Quando dois destes prazos se apliquem aos mesmos dados, prevalece o mais longo, porque não podemos apagar algo que a lei nos obriga a conservar.
Decisões automatizadas
Nenhuma decisão sobre o seu dinheiro é tomada automaticamente. Associar uma transferência a uma reserva, verificar o comprovativo de emissão, libertar fundos e devolver fundos são decisões tomadas, cada uma delas, por um membro da nossa equipa, e acima de um determinado valor uma libertação exige ainda uma segunda pessoa. Não existe definição de perfis automatizada nem qualquer decisão com efeitos jurídicos que seja tomada sem um ser humano.
Como os protegemos
As ligações a este site e às páginas de pagamento são cifradas em trânsito. O acesso aos registos de pagamento está limitado a membros da equipa identificados pelo nome, cada um com a sua própria conta, e a permissão para libertar dinheiro é detida por menos pessoas do que a permissão para ler um registo.
Cada alteração a um pagamento é escrita num registo de auditoria ao qual só é possível acrescentar entradas, que regista o que mudou, quando e quem o causou. Esse registo não pode ser editado nem apagado pelas pessoas cujas ações regista.
Qualquer pessoa que tenha o endereço de uma página de pagamento pode aceder-lhe, e é assim que um viajante lhe acede sem se registar. O endereço contém uma referência aleatória longa que não pode ser adivinhada nem enumerada, e a página está excluída dos motores de busca.
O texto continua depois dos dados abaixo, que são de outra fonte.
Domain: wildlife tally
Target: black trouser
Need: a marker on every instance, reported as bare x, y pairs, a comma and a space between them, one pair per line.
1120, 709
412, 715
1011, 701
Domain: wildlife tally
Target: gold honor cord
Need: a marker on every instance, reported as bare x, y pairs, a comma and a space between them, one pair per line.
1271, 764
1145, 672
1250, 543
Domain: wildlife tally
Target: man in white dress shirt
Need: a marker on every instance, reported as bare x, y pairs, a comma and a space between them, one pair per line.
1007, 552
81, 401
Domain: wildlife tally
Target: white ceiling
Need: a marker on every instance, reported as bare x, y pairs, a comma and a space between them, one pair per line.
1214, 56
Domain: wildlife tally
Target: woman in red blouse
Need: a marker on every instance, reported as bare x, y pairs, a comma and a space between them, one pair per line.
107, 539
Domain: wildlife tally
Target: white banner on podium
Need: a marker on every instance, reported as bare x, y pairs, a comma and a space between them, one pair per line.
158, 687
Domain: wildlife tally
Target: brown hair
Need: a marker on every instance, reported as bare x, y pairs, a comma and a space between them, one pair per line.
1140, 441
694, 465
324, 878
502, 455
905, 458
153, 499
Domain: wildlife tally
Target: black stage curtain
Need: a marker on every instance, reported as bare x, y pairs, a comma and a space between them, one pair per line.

Trate a ligação como trataria os próprios dados de pagamento.
Os seus direitos
Ao abrigo do RGPD, pode pedir-nos que:
- lhe forneçamos uma cópia dos dados pessoais que conservamos sobre si, e que lhe digamos o que fazemos com eles;
- corrijamos tudo o que esteja errado ou incompleto;
- apaguemos os dados, quando já não tenhamos motivo para os conservar;
- limitemos o que fazemos com eles enquanto se resolve uma contestação sobre a sua exatidão ou sobre os nossos fundamentos;
- forneçamos, a si ou a outro responsável pelo tratamento, uma cópia portátil dos dados que nos forneceu, quando os conservamos com base num contrato; e
- cessemos o tratamento quando nos baseamos em interesses legítimos — fá-lo-emos, salvo se tivermos fundamentos que prevaleçam sobre os seus, e explicaremos quais.
Escreva para help@onwardtrust.com. Respondemos no prazo de um mês. Poderemos ter de confirmar a sua identidade antes de agirmos, sobretudo quando um pedido diz respeito a dinheiro — pediremos o mínimo com que consigamos trabalhar.
Alguns destes direitos têm limites. Não podemos apagar um registo que a lei nos obriga a conservar e não podemos limitar o tratamento ao ponto de ficarmos impossibilitados de devolver dinheiro que retemos por sua conta.
Reclamar junto da autoridade de controlo
Preferíamos que nos dissesse primeiro a nós, escrevendo para help@onwardtrust.com, para que possamos corrigir a situação. Não tem de o fazer.
Pode apresentar reclamação junto da autoridade de controlo luxemburguesa em matéria de proteção de dados, a Commission nationale pour la protection des données (CNPD), cujos contactos estão publicados em cnpd.lu. Pode também apresentar reclamação junto da autoridade de controlo do país onde vive ou trabalha.
Alterações a esta política
A data no topo desta página é a data da versão que está a ler. Quando uma alteração afetar materialmente a forma como usamos dados que já conservamos, informaremos diretamente as pessoas afetadas, em vez de contarmos com uma nova leitura desta página.